The First Stream: Chaos Entities

I woke up this morning feeling slightly out of it. Another night of disrupted sleep. I never sleep well. If it wasn’t just darkness, it was nightmares. And if it wasn’t nightmares, it would be dreams leaving me feeling many things and out of place upon waking.

Last night I had to deal with chaos entities for the first time in a few months at least. These beings had half human faces, minus the lower jaw. In place was a series of long rusted nails. I still remember the nails piercing my hands as I pushed them away before I forcefully woke up.

Almost a decade ago I had begun training myself to wake up from dreams before they turned into nightmares. It wasn’t uncommon for us to have gory, graphic, and severely disturbing dreams even as a child. These ones where we deal with chaos entities often leave us in a sour mood. I try to be cognizant of the few instances where we have beaten them. The few instances of empowerment. I was not scared in the dream. I was suddenly angry.
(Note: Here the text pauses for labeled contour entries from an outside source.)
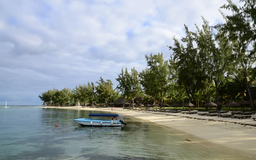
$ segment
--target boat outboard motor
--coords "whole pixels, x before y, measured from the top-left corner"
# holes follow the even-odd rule
[[[119,121],[119,122],[121,122],[121,123],[123,125],[127,125],[127,124],[126,123],[125,123],[125,122],[124,122],[124,121],[122,121],[122,119],[120,119],[120,120]]]

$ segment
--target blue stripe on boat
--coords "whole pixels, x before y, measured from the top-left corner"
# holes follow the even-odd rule
[[[101,114],[101,113],[90,113],[89,116],[112,116],[117,117],[119,115],[118,114]]]
[[[90,122],[91,120],[93,120],[93,122],[100,122],[101,119],[91,119],[88,118],[79,118],[78,119],[75,119],[74,121],[80,121],[80,122]],[[102,120],[102,123],[111,123],[111,120]],[[119,120],[113,120],[113,123],[121,123]]]

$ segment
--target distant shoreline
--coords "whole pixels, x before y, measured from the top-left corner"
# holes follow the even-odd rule
[[[44,107],[41,108],[44,108]],[[75,107],[47,107],[48,108],[72,109],[84,110],[98,111],[118,113],[120,114],[132,116],[157,125],[170,127],[184,132],[185,139],[196,142],[209,147],[209,142],[232,149],[234,154],[249,157],[256,160],[256,127],[247,125],[241,125],[227,121],[209,119],[210,118],[196,115],[186,115],[172,113],[167,115],[166,113],[149,113],[142,111],[128,110],[122,108],[78,108]],[[203,119],[204,117],[206,119]],[[217,118],[217,117],[216,118]],[[230,118],[222,118],[228,120]],[[217,119],[222,119],[219,118]],[[249,124],[252,125],[251,119]],[[236,119],[238,120],[238,119]],[[239,119],[247,122],[249,119]],[[256,125],[256,121],[252,122]],[[185,134],[186,133],[186,134]],[[184,137],[184,136],[183,136]]]

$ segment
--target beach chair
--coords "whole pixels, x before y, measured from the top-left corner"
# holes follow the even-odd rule
[[[188,113],[189,114],[196,114],[196,113],[198,113],[198,112],[197,112],[196,111],[192,111],[189,112]]]
[[[225,116],[226,115],[228,115],[228,114],[219,114],[216,115],[216,116],[218,116],[218,117],[221,117],[222,116]]]
[[[229,111],[217,111],[217,113],[224,113],[228,112],[229,112]]]
[[[232,116],[232,115],[233,115],[233,114],[230,114],[224,115],[222,116],[222,117],[224,117],[224,118],[230,117],[230,116]]]
[[[220,114],[220,113],[212,113],[207,114],[207,115],[208,116],[217,116],[217,115],[218,114]]]
[[[218,111],[217,110],[212,110],[212,111],[209,111],[209,112],[210,113],[216,113]]]
[[[242,115],[237,114],[236,115],[231,116],[230,116],[230,117],[231,117],[232,118],[237,118],[238,116],[242,116]]]
[[[250,115],[242,115],[238,116],[236,117],[238,118],[239,119],[243,119],[244,118],[250,118],[252,117],[252,116]]]
[[[198,115],[200,116],[205,116],[207,114],[209,114],[208,112],[204,112],[204,113],[198,113]]]
[[[243,113],[243,114],[245,115],[248,115],[249,114],[255,114],[255,113],[256,112],[255,112],[255,111],[249,111],[249,112],[244,112]]]

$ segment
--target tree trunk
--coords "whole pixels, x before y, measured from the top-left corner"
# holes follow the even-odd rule
[[[134,99],[134,99],[134,98],[132,99],[132,108],[133,108],[134,107]],[[137,109],[137,108],[136,108],[136,107],[135,107],[135,108],[136,109]]]
[[[105,102],[106,102],[106,107],[108,107],[108,100],[106,100]]]
[[[207,97],[206,96],[206,94],[204,94],[204,104],[205,104],[207,102]],[[208,106],[205,106],[205,109],[208,109]]]
[[[246,86],[247,86],[247,89],[248,90],[248,92],[249,93],[249,96],[250,96],[250,101],[252,109],[255,110],[255,106],[254,106],[254,104],[253,104],[253,96],[252,96],[251,91],[250,91],[250,86],[249,86],[249,83],[248,83],[248,81],[247,81],[247,73],[246,73],[246,70],[244,71],[244,79],[245,79],[245,83],[246,83]]]
[[[161,96],[161,104],[163,104],[163,89],[161,89],[160,96]]]
[[[215,83],[215,88],[216,89],[216,102],[218,103],[219,101],[218,85],[215,81],[214,81],[214,83]]]

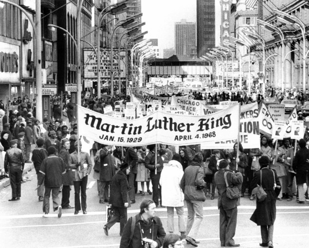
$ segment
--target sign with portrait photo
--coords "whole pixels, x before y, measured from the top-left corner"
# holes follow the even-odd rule
[[[304,121],[292,121],[291,138],[300,140],[304,138]]]
[[[284,129],[286,125],[285,122],[275,121],[275,124],[273,128],[272,138],[283,139],[284,135]]]

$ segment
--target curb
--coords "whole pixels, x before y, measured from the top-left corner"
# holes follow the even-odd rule
[[[28,171],[34,168],[33,163],[25,163],[25,167],[23,168],[22,175],[27,174]],[[9,178],[3,179],[0,182],[0,190],[2,190],[5,187],[9,185]]]

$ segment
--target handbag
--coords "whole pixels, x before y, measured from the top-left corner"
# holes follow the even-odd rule
[[[252,160],[252,164],[251,164],[251,170],[259,170],[261,168],[260,163],[259,163],[259,157],[254,156]]]
[[[252,190],[252,195],[254,195],[256,197],[257,201],[259,202],[263,202],[267,196],[267,193],[265,192],[265,191],[262,187],[262,170],[261,170],[261,173],[260,175],[261,175],[261,180],[260,180],[260,184],[261,185],[259,185],[254,188]],[[273,172],[274,172],[273,171]],[[274,174],[274,177],[275,177],[275,174]]]
[[[204,174],[205,175],[212,175],[212,171],[208,167],[209,164],[210,158],[208,158],[206,160],[206,162],[204,162]]]
[[[224,180],[226,184],[226,196],[232,200],[240,198],[241,194],[238,186],[237,185],[233,185],[232,187],[229,186],[227,179],[226,178],[227,174],[227,171],[224,172]]]
[[[106,206],[106,212],[105,214],[105,221],[108,222],[112,217],[115,215],[115,211],[110,206]]]

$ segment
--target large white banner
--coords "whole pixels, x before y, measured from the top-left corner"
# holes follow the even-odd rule
[[[230,107],[227,110],[231,110],[232,108]],[[240,140],[243,148],[260,147],[259,107],[257,103],[241,106],[239,130]],[[201,145],[201,148],[232,149],[234,144],[237,141],[237,138],[234,139],[218,139],[217,140],[214,142],[204,143]]]
[[[147,105],[151,105],[154,100],[160,100],[162,102],[162,105],[166,105],[170,104],[170,97],[157,97],[147,92],[144,94],[131,94],[131,102],[145,104]]]
[[[187,145],[237,138],[239,107],[208,116],[183,116],[156,111],[129,120],[102,115],[78,106],[80,135],[100,143],[142,146],[154,143]]]

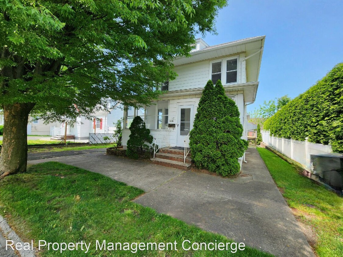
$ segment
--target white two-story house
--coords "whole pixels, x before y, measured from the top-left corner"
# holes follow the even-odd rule
[[[137,115],[145,121],[159,147],[188,147],[187,138],[209,79],[214,84],[220,79],[227,97],[236,102],[244,129],[243,137],[246,139],[246,107],[255,101],[265,39],[264,36],[255,37],[213,46],[197,39],[190,57],[174,60],[174,70],[178,76],[162,86],[162,90],[167,92],[160,100],[144,108],[129,107],[124,112],[124,147],[131,122]]]

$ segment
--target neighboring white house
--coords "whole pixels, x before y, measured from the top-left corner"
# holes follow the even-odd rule
[[[87,120],[84,116],[78,117],[76,123],[67,126],[69,139],[87,139],[90,133],[113,133],[116,130],[114,123],[122,119],[123,113],[121,105],[115,107],[109,112],[104,111],[94,113],[93,115],[96,119],[93,120]],[[29,117],[28,134],[50,135],[56,139],[64,137],[65,123],[56,122],[45,124],[44,122],[43,119],[35,120]]]
[[[144,108],[129,108],[124,112],[124,147],[129,139],[130,124],[137,115],[142,117],[151,134],[160,141],[156,144],[184,147],[209,79],[214,84],[221,79],[226,94],[236,102],[244,130],[242,138],[247,139],[246,106],[255,101],[265,39],[264,36],[255,37],[212,46],[197,39],[190,57],[174,60],[174,70],[178,76],[162,86],[162,89],[168,92],[161,100]]]

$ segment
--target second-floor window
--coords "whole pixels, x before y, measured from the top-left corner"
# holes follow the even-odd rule
[[[214,84],[220,79],[223,85],[237,82],[238,59],[231,58],[211,63],[211,79]]]
[[[167,80],[162,83],[162,87],[161,90],[163,91],[168,90],[169,88],[169,81]]]
[[[226,60],[226,84],[237,82],[237,59]]]
[[[212,63],[212,76],[211,79],[214,84],[222,79],[222,61]]]

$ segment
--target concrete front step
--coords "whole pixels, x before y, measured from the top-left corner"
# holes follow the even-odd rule
[[[185,154],[185,150],[179,150],[178,149],[172,149],[169,147],[163,147],[158,150],[159,152],[163,152],[165,154],[170,154],[173,155],[182,155],[183,157]],[[190,155],[190,154],[188,154]]]
[[[67,134],[67,140],[71,139],[74,139],[75,138],[75,136],[74,135]],[[60,135],[57,136],[54,136],[51,137],[50,139],[55,140],[62,140],[64,139],[64,135]]]
[[[170,160],[172,161],[179,161],[181,162],[184,163],[184,155],[181,155],[179,154],[167,154],[165,152],[157,152],[155,155],[156,158],[159,158],[161,159],[165,159],[166,160]],[[186,157],[186,163],[192,163],[192,159],[190,157],[187,156]]]
[[[159,165],[165,166],[167,167],[171,167],[173,168],[179,169],[180,170],[189,170],[191,169],[192,164],[191,163],[186,163],[184,164],[183,161],[182,162],[177,161],[173,161],[171,160],[167,160],[166,159],[162,159],[161,158],[155,158],[154,159],[152,158],[150,160],[152,163],[155,164],[158,164]]]

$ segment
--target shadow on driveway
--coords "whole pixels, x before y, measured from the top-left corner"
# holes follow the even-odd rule
[[[205,230],[278,256],[314,256],[255,148],[234,179],[94,150],[28,163],[58,161],[100,173],[144,190],[135,202]]]

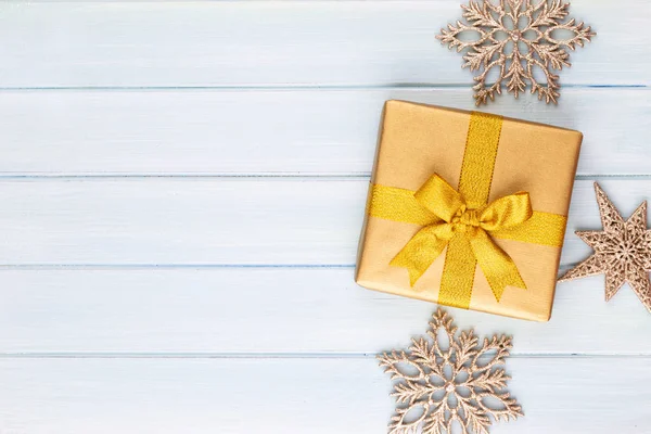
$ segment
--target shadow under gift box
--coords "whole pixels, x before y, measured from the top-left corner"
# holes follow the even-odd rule
[[[371,290],[448,306],[548,321],[582,140],[580,132],[569,129],[387,101],[359,244],[356,282]],[[413,193],[434,175],[458,189],[461,196],[464,189],[460,180],[465,182],[465,191],[484,189],[485,205],[527,192],[534,215],[544,217],[538,220],[553,222],[536,226],[529,225],[534,220],[529,219],[513,237],[488,232],[493,243],[512,259],[526,289],[508,285],[503,293],[495,293],[472,251],[470,255],[465,251],[463,264],[456,251],[455,260],[448,258],[446,264],[448,251],[455,248],[450,244],[413,285],[407,268],[391,265],[423,229],[422,222],[403,216],[410,214],[406,207],[420,206],[413,202]],[[387,191],[397,192],[397,199],[384,194]],[[410,201],[400,199],[405,193]],[[468,271],[469,288],[461,288],[461,283],[448,278],[455,272],[459,275],[460,269]],[[443,290],[442,281],[445,281]]]

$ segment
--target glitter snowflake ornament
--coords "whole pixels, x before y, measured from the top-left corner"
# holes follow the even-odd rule
[[[651,230],[647,229],[647,202],[624,221],[617,208],[595,182],[603,231],[578,231],[595,254],[571,269],[559,282],[605,275],[605,301],[628,283],[651,312]]]
[[[493,336],[478,345],[472,330],[457,333],[452,319],[438,310],[430,322],[429,337],[413,339],[409,353],[379,356],[380,366],[397,380],[396,414],[390,434],[487,434],[493,420],[523,416],[520,405],[505,391],[510,379],[503,369],[511,337]],[[441,341],[447,341],[444,344]]]
[[[557,103],[561,86],[553,71],[571,66],[567,50],[583,47],[596,35],[583,22],[565,21],[570,3],[561,0],[499,0],[498,4],[471,0],[461,8],[467,23],[448,24],[436,38],[450,50],[468,49],[462,67],[478,72],[473,87],[477,105],[501,94],[502,85],[518,98],[527,84],[539,100]],[[560,33],[571,36],[557,39]],[[478,39],[465,41],[469,34]],[[490,85],[492,72],[497,78]]]

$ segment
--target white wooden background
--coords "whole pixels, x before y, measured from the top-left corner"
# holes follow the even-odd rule
[[[574,0],[598,31],[559,106],[585,133],[563,268],[651,197],[651,3]],[[434,36],[456,0],[0,4],[0,433],[382,433],[378,352],[435,306],[353,281],[384,100],[472,108]],[[514,335],[526,417],[494,433],[651,432],[651,318],[603,278]]]

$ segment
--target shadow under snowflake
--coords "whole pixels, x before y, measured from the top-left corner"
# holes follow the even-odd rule
[[[463,60],[463,68],[478,71],[473,87],[476,105],[486,104],[488,99],[495,100],[495,93],[501,94],[502,85],[515,98],[524,92],[527,82],[531,91],[545,98],[547,103],[558,102],[560,97],[559,76],[552,71],[571,66],[569,50],[596,36],[584,23],[576,24],[574,18],[564,22],[569,14],[570,3],[562,0],[471,0],[469,5],[461,5],[467,23],[457,21],[442,28],[436,38],[449,49],[457,52],[468,49]],[[557,39],[554,34],[566,33],[566,39]],[[478,39],[463,40],[467,34],[478,34]],[[494,71],[497,78],[488,85],[488,76]],[[536,78],[536,74],[541,74]]]
[[[452,319],[439,309],[430,322],[429,337],[412,339],[404,350],[378,356],[380,366],[397,380],[391,396],[398,403],[388,425],[390,434],[487,434],[493,421],[524,416],[505,391],[505,372],[511,337],[478,339],[472,330],[457,336]],[[447,343],[442,342],[442,337]],[[456,422],[456,423],[455,423]]]

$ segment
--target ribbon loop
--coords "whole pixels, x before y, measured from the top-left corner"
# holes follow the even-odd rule
[[[392,266],[409,270],[412,286],[450,240],[462,237],[470,242],[473,256],[498,301],[507,285],[526,289],[513,259],[495,244],[489,232],[516,227],[532,218],[528,193],[515,193],[481,208],[469,208],[461,194],[435,174],[414,197],[441,220],[422,228],[391,261]]]

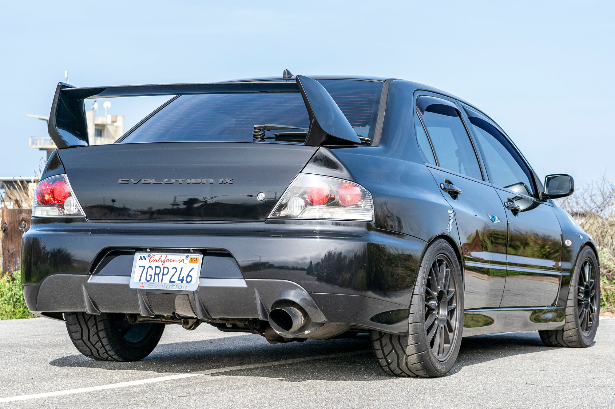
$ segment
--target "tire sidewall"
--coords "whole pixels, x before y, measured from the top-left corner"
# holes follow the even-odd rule
[[[456,292],[457,292],[457,313],[459,314],[457,320],[457,328],[455,329],[455,337],[453,341],[453,345],[448,356],[444,360],[439,360],[436,355],[429,347],[429,343],[427,338],[427,332],[425,328],[425,308],[423,306],[423,300],[425,299],[426,286],[427,277],[429,275],[429,269],[434,260],[440,254],[443,254],[449,259],[451,263],[451,275],[454,276],[456,283]],[[452,277],[451,277],[452,278]],[[463,280],[461,274],[461,268],[459,266],[459,260],[457,258],[453,247],[450,244],[443,239],[440,239],[434,241],[426,251],[423,256],[423,262],[421,263],[421,268],[417,277],[416,286],[418,291],[415,291],[413,297],[418,297],[418,300],[413,300],[413,304],[420,306],[419,311],[416,311],[420,314],[423,331],[420,333],[422,342],[426,347],[427,354],[434,368],[442,375],[448,372],[453,365],[454,365],[459,354],[459,348],[461,346],[461,337],[463,332]]]
[[[595,282],[596,297],[598,298],[597,306],[595,311],[595,322],[592,327],[592,330],[585,335],[581,329],[579,322],[579,308],[577,303],[577,285],[579,282],[579,275],[581,274],[581,269],[586,259],[590,259],[593,264],[594,279]],[[573,319],[574,326],[579,332],[579,340],[585,346],[590,346],[593,342],[593,338],[596,336],[596,332],[598,330],[598,325],[600,322],[600,270],[598,265],[598,260],[595,253],[588,247],[585,247],[579,254],[576,268],[574,269],[574,274],[570,281],[570,288],[568,292],[568,297],[573,300],[572,311]]]

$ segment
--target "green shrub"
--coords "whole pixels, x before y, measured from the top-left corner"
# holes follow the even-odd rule
[[[31,318],[23,299],[22,275],[9,273],[4,276],[0,274],[0,319]]]
[[[609,282],[605,277],[600,281],[600,309],[605,313],[615,313],[615,281]]]

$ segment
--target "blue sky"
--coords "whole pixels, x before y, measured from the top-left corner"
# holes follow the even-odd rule
[[[486,112],[541,175],[612,163],[613,1],[0,2],[0,176],[44,153],[56,84],[207,82],[294,74],[409,79]],[[114,99],[136,122],[160,102]],[[101,104],[100,104],[101,105]],[[90,103],[87,104],[90,108]]]

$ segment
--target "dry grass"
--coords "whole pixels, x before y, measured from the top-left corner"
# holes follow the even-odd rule
[[[596,243],[601,276],[602,310],[615,313],[615,185],[603,177],[581,186],[559,204]]]
[[[7,187],[0,193],[0,209],[31,209],[34,192],[27,182],[21,181],[13,187]]]

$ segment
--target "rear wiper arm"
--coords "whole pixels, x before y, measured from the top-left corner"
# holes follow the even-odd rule
[[[264,139],[265,131],[272,131],[278,129],[304,129],[308,130],[307,128],[295,127],[294,125],[280,125],[276,123],[266,123],[264,125],[254,125],[254,130],[252,131],[252,136],[255,139]]]

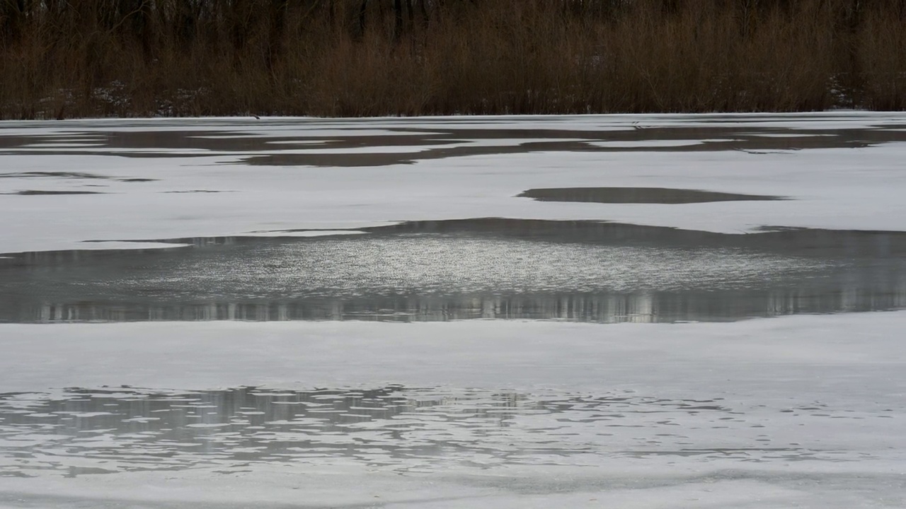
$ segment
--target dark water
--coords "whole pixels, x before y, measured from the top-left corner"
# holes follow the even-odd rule
[[[767,408],[630,389],[68,389],[0,395],[0,453],[14,458],[0,465],[0,476],[193,467],[234,474],[261,463],[357,463],[418,473],[444,465],[581,465],[617,457],[845,461],[860,456],[809,449],[795,437],[768,435],[765,424],[795,428],[889,418],[873,407],[813,401]]]
[[[734,321],[906,308],[906,234],[404,223],[0,259],[0,321]]]
[[[718,193],[697,189],[669,187],[543,187],[528,189],[519,197],[538,201],[565,201],[585,203],[658,203],[680,205],[715,201],[771,201],[782,197]]]
[[[842,117],[841,120],[845,120]],[[179,130],[161,130],[158,124],[136,122],[134,125],[120,122],[116,128],[105,130],[102,122],[94,122],[91,130],[80,130],[78,123],[69,124],[69,132],[41,135],[0,136],[0,155],[102,155],[127,158],[186,158],[211,155],[235,156],[236,161],[247,165],[264,166],[319,166],[361,167],[411,164],[417,161],[442,159],[475,155],[525,154],[539,151],[566,152],[631,152],[667,151],[698,152],[741,150],[763,153],[776,150],[801,150],[809,149],[860,148],[889,142],[906,141],[902,125],[880,125],[853,129],[796,129],[745,125],[751,123],[751,117],[699,117],[708,121],[700,126],[634,125],[623,130],[595,130],[590,127],[576,129],[533,129],[514,124],[511,128],[493,124],[495,129],[459,127],[459,123],[480,124],[480,120],[446,120],[443,125],[407,127],[407,120],[400,120],[388,129],[380,123],[380,129],[389,134],[369,134],[350,130],[348,125],[336,129],[348,130],[342,136],[335,134],[305,134],[294,132],[281,136],[261,136],[263,127],[271,129],[309,129],[300,120],[276,120],[243,122],[231,120],[225,125],[215,120],[205,120],[204,128],[193,129],[190,121],[183,122]],[[795,117],[789,118],[795,121]],[[798,119],[801,120],[801,119]],[[833,120],[833,118],[823,118]],[[418,124],[419,120],[411,120]],[[743,125],[722,125],[744,122]],[[489,122],[490,123],[490,122]],[[361,121],[360,128],[370,124]],[[54,125],[53,127],[58,127]],[[226,130],[214,130],[216,128]],[[319,127],[330,129],[329,122],[322,121]],[[100,128],[100,129],[99,129]],[[123,130],[130,128],[130,130]],[[246,129],[247,128],[247,129]],[[0,133],[2,134],[2,133]],[[508,140],[490,146],[483,140]],[[675,143],[670,143],[671,141]],[[601,143],[604,142],[604,143]],[[651,144],[646,144],[651,142]],[[667,142],[665,145],[664,142]],[[623,145],[621,145],[623,143]],[[79,147],[67,147],[76,144]],[[411,148],[410,150],[387,151],[387,148]],[[369,151],[369,149],[375,149]],[[306,153],[331,149],[335,153]],[[354,151],[352,151],[354,149]],[[293,150],[294,153],[286,153]],[[345,150],[345,151],[344,151]],[[21,175],[20,175],[21,176]],[[38,177],[38,175],[32,175]],[[97,178],[82,174],[82,178]],[[3,177],[3,176],[0,176]],[[139,180],[140,181],[140,180]]]

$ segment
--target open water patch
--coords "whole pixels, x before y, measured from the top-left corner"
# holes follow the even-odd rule
[[[716,201],[771,201],[783,197],[720,193],[670,187],[543,187],[516,195],[538,201],[585,203],[653,203],[677,205]]]
[[[10,254],[0,259],[0,321],[606,323],[906,308],[901,232],[726,235],[503,218],[354,232]]]
[[[409,388],[221,390],[71,388],[0,395],[0,476],[256,465],[360,464],[399,474],[449,466],[601,466],[694,456],[787,464],[858,461],[772,429],[851,427],[880,406],[795,408],[641,394]],[[876,408],[877,407],[877,408]],[[790,411],[784,411],[790,410]]]
[[[361,129],[306,128],[292,120],[253,126],[231,120],[232,129],[211,120],[207,129],[176,121],[173,129],[120,129],[4,136],[0,154],[198,158],[222,156],[230,163],[252,166],[380,167],[467,156],[534,152],[700,152],[739,150],[752,154],[813,149],[863,148],[906,141],[899,125],[853,129],[795,129],[757,125],[627,125],[618,129],[538,129],[516,123],[499,129],[444,125],[419,127],[400,120],[379,133]],[[723,120],[729,124],[733,121]],[[476,121],[477,123],[481,123]],[[415,125],[412,125],[415,124]],[[531,122],[529,122],[531,124]],[[74,126],[73,126],[74,127]],[[296,129],[289,134],[281,130]],[[434,129],[437,128],[437,129]],[[307,131],[306,131],[307,130]],[[266,135],[262,135],[262,132]],[[91,145],[83,145],[86,140]],[[39,146],[51,141],[56,146]],[[79,146],[66,147],[76,143]],[[3,177],[3,175],[0,175]]]

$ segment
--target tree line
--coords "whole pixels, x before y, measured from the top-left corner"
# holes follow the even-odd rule
[[[0,116],[902,109],[906,0],[0,0]]]

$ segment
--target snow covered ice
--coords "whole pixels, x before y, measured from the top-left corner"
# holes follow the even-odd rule
[[[0,122],[0,507],[904,506],[904,160],[887,113]]]

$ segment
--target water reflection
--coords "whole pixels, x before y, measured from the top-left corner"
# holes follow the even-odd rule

I was left with a vague feeling upon waking of being reminded how we felt at 16: like God had abandoned us, and no one would come to our rescue. Part of us still held hope we would be taken out of the chaos then. We learned a handful of years later only we could rescue ourself.

The anger came from that place. Anger is just another way of hurt manifesting. And this morning it has been consistent shouting in the depths. The betrayal of being let down by the ones who were supposed to be safe still gets to us. In spite of it we still keep moving forward.